As policies and technologies evolve, power systems have become more complex and difficult to plan and operate. These major changes include the creation of electricity markets, large-scale integration of renewable energy sources, and increasing demand response programs on the customer side. Due to the intermittency of wind and solar generation resources, large and sudden changes in power flow may be experienced, causing the power system to be operated closer to its capability limits. Under these conditions, voltage control becomes a significant challenge for power system operators.

Major progress in technology for control, automation, protection, sensing, and communication has been achieved. New facilities are being added to replace the aging power infrastructures. Further investment in new transmission lines is important to upgrade transmission capacities to meet new requirements. Recent major events affected large parts of the interconnected power systems of Europe (the Italian blackout in September 2003, the UCTE (Union for the Co-ordination of Transmission of Electricity) event in November 2006), and the Northeast United States in August 2003. A root cause of these blackouts is the insufficient transmission capacity to serve the increasing load demand while meeting the N-1 security requirement.

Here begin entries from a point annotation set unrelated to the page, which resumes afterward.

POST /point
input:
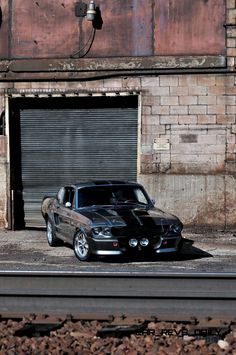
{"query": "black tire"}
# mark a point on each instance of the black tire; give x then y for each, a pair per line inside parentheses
(81, 246)
(53, 241)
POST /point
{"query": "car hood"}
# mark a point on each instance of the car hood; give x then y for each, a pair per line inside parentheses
(126, 216)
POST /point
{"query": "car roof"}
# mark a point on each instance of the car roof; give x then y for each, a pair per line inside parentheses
(104, 183)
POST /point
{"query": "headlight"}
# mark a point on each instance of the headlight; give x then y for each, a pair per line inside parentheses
(176, 228)
(101, 232)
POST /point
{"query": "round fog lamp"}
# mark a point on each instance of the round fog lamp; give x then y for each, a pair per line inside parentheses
(133, 242)
(144, 242)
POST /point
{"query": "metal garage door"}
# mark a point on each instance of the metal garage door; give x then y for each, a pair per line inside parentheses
(63, 146)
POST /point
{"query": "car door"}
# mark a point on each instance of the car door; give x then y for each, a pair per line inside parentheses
(65, 215)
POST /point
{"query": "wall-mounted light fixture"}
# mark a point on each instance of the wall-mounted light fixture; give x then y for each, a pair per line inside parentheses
(82, 10)
(93, 14)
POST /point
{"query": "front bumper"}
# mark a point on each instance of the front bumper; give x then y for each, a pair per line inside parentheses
(110, 246)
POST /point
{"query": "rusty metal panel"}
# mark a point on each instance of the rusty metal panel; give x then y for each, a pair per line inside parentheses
(189, 27)
(127, 29)
(50, 29)
(4, 29)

Reliable and secure operation of power systems is fundamental to support the continuing development of civilization and provide the social and economic foundations. Power system engineers must be innovative in order to ensure highly reliable and cost-effective electric energy supply to the end users. A power system is expected to operate efficiently by supporting a well-designed market and achieve sustainable use of natural resources.

Power system operators need efficient solutions and tools to operate the power systems in order to meet the economic and regulatory requirements. Due to the difficulties regarding construction of new transmission lines and need for fast and robust voltage and power flow control, the power electronic technology is a critical solution. Power electronics-based technology has shown excellent performance since its first use in direct current transmission in early 1960s and provide solutions for some limitations of the alternating current (AC) transmission systems. As technology advances, applications are also developed and deployed at the distribution system level.

Economic efficiency targets should be met from design to operation. Power system optimization is an important part of the literature. Optimal planning and operation as well as adaptation to constantly changing operating conditions can be achieved by well-designed tools for operation and decision support. Artificial intelligence (AI) techniques have been deployed in a range of applications due to the availability of powerful and versatile techniques. Application of power electronics and AI techniques help power systems to advance toward a "smart grid." Power electronic and AI techniques are among the critical tools available to modernize the power grids. As part of the vision for a smart grid, renewable energy sources and distributed generations have been integrated in large scale. Automation, protection, sensing, and other information and communication technologies have also advanced significantly.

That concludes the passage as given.